NeMo-Aligner has support for accelerating RLHF with TensorRT-LLM. This can provide a significant speedup to the PPO training time when enabled. There are a few crucial flags to set when using TensorRT-LLM with Aligner.

  1. trainer.ppo.trt_llm.enable=True enables TensorRT-LLM.

  2. trainer.ppo.trt_llm.reshard=True enables on the fly pipeline parallelism resharding during inference. This essentially runs training with pipeline parallelism but inference with tensor paralleism only.

  3. trainer.ppo.trt_llm.unload_engine_train=False if we should unload the engine during training or not, since the engine is on GPU this frees up more memory for training but comes at a cost of loading and offloading the engine. It’s recommended to keep this False.

  4. trainer.trt_llm.model_type=llama tells TensorRT-LLM which model type we want to run inference on. Must be changed for other model types, as an example for nemotron this should be gptnext.

  5. trainer.ppo.batch_iterator.use_flask=True enables a flask server to balance work across different DP workers.

For more information please see the aligner paper.

PPO Results with TensorRT-LLM

We used the TensorRT-LLM PPO integration to train the LLaMa3-70B-PPO-Chat model. This model was trained using a global batch size of 128, num_rollout_samples of 128, constant learning rate of 1e-7 and KL penalty of 3e-3. For more details please see the Helpsteer2 paper.

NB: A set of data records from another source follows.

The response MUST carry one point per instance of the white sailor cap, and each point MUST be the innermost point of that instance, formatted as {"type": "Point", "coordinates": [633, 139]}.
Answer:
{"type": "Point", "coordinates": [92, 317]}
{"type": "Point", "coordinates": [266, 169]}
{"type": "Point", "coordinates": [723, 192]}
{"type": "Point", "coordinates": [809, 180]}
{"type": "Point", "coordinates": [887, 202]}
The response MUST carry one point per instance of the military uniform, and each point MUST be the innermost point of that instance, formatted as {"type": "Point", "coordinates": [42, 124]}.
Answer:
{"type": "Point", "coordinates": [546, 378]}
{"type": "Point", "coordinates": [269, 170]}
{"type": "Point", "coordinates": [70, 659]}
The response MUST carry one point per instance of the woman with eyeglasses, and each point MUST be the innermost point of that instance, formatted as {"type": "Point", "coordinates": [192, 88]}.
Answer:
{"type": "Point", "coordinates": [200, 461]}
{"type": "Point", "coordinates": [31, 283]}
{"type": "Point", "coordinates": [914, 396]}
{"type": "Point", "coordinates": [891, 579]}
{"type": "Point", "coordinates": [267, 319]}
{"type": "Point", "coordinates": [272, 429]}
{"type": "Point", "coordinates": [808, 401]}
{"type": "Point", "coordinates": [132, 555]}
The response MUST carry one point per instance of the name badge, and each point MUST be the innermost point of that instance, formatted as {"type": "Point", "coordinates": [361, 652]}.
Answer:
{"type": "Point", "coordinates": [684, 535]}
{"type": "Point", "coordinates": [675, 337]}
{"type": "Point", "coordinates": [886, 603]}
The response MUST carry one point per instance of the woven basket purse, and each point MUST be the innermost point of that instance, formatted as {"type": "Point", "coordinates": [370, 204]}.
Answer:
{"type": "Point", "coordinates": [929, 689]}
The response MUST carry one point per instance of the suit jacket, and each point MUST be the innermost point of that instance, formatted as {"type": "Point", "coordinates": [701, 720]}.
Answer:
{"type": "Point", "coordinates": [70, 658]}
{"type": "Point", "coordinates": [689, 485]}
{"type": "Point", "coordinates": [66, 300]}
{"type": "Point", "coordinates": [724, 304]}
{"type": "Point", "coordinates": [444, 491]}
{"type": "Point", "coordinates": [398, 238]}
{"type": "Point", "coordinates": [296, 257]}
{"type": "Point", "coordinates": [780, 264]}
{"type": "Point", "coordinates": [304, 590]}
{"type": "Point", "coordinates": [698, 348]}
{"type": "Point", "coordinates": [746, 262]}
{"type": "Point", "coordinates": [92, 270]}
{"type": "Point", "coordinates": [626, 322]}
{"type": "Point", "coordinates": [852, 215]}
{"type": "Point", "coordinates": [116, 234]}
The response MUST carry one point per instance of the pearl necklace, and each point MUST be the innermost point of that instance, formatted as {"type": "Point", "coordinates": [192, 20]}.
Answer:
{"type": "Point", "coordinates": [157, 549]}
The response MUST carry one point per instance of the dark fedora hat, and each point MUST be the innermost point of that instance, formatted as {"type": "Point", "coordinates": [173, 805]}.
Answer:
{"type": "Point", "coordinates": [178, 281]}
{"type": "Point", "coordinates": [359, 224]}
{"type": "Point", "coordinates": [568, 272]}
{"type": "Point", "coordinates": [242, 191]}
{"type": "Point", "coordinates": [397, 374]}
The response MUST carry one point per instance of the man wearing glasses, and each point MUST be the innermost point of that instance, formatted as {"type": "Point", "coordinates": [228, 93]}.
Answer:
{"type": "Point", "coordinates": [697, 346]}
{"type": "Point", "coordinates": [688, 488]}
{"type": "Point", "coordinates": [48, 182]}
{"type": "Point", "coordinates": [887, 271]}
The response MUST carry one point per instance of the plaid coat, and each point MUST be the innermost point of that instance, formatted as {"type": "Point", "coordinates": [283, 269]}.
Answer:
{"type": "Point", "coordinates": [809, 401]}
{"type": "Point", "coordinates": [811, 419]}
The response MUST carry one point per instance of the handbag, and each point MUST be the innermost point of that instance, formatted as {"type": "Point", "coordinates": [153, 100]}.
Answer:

PPO Performance Results with TensorRT-LLM

We test the scaling of our TRT-LLM system by running llama3 70B Actor and llama3 70B Reward model on the Helpsteer2 prompts with num_rollout_samples=1024, global_batch_size=128, reshard enabled and engine offloading set to False.

Actor Node Count

Critic Node Count

Number of Tokens Generated

Step Time(seconds)

Scaling Efficiency

8

4

350.7

366.7

1

16

8

323.3

190.4

1.93

32

16

331.7

108

3.40

64

32

334

56.9

6.44

NOTE: for 64x32 config we used a rollout_micro_batch_size of 16 instead of 8 since we have more memory coming from the distributed optimizer.

PPO Results

Once you’ve completed RLHF training, you can serve your model using the megatron_gpt_eval.py script from the NeMo codebase to run more rigorous evaluation of your trained model.

Scaling the Tutorial to Bigger Models

While the tutorial above provides a way to get started with RLHF, it doesn’t represent the most optimal performance or convergence configuration. When running RLHF fully, we anticipate achieving an MT-bench score improvement of approximately +0.4 to +0.5. It’s essential to begin with a high-quality SFT model and closely monitor the response length.